Gently, I unwound myself from our entangled limbs, only pausing for a moment when he groaned in protest. A pained expression spread across his face as he reached for someone who was no longer there.
Terrified that he would wake, I leaned across and cradled his cheek in my hand, all too aware of the sting of tears in my own eyes. Instantly, he calmed at my touch, and I felt a watery smile spread across my face.
“I love you, Liam Henderson,” I whispered, pressing a ghost of a kiss on his lips before I pulled away again. He reached for me once more, but he didn’t wake, a small smile on his lips as he rolled over to his stomach.
I watched him for a moment longer, several tears escaping my eyes before I turned my back on him, knowing if I didn’t leave now, I never would. I knew if he saw what I was doing, he would stop me and I would let him. He had always held that power over me. People I loved always had.
Silently, I gathered my scattered clothing from last night, slipping into Liam’s discarded shirt before escaping his room.

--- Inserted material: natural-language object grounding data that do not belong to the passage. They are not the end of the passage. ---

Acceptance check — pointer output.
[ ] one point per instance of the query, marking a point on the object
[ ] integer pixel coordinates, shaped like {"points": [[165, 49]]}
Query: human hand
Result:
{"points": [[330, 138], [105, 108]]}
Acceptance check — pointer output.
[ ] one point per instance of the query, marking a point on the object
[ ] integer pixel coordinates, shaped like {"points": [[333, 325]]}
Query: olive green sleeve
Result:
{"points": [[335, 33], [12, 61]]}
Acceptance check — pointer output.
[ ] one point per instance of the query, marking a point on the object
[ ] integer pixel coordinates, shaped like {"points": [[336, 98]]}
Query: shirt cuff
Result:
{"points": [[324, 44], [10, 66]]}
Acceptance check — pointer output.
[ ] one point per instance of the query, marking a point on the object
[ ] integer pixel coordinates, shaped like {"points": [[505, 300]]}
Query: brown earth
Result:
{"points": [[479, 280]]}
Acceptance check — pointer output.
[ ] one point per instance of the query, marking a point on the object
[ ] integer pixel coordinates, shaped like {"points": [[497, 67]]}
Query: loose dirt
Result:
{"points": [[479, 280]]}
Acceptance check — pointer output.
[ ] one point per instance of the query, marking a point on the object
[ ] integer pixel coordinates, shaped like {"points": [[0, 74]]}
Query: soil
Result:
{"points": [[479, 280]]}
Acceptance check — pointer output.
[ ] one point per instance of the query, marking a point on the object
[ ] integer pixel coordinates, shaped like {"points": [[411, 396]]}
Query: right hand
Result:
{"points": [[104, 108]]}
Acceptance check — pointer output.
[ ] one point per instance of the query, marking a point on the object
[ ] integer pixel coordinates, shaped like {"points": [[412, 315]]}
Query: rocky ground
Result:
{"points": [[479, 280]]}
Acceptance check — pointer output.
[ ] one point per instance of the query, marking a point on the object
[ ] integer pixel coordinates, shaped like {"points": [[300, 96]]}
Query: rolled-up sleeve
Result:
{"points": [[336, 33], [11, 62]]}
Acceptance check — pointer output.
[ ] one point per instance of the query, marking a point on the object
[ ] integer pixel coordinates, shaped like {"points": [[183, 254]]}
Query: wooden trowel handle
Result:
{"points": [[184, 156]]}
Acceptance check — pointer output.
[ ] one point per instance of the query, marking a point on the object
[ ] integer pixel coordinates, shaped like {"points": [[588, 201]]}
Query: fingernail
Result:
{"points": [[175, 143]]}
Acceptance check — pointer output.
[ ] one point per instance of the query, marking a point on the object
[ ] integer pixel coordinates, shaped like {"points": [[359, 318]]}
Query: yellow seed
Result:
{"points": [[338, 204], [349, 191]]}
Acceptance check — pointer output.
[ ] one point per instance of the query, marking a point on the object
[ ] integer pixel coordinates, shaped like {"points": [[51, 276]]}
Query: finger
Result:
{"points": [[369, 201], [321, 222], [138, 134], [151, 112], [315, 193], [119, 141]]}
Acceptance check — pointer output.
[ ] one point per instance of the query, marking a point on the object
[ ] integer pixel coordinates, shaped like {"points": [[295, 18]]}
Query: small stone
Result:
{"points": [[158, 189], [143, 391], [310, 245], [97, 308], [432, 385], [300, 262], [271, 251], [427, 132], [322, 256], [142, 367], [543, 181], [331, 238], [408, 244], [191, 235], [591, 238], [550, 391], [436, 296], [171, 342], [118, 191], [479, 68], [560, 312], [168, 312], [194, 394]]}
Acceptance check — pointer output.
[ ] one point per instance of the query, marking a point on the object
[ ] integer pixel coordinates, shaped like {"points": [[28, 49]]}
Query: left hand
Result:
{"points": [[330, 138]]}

Once in the corridor, I shut his door gently, resting my forehead against it as I tried to control my breathing. I felt as if my heart was still inside the room, calling for me to return, or maybe that was his heart. I couldn’t tell anymore, they felt like the same thing.

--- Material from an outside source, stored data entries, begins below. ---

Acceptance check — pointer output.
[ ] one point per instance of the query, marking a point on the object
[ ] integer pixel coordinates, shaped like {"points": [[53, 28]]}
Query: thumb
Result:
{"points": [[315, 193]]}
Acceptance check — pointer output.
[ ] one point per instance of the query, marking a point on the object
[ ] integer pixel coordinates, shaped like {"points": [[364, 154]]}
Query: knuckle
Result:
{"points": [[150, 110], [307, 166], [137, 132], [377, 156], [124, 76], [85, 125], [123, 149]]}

Heaving a tired sigh, I turned from his room and headed to my own. It was time I moved on. It was time I remembered who I was and returned to reality.
* * *
I lingered in Liam’s living room once I was packed. My phone was out to call the cab, but my attention was on the mural I had painted on his wall. It was our story, but now it was over. I knew when he woke he would be hurt, but I also knew he would be strong. He had to be. I had to believe that he could be strong, otherwise I might never leave. He had Lucy and Harri and Ant and all his other friends. He was going to be fine.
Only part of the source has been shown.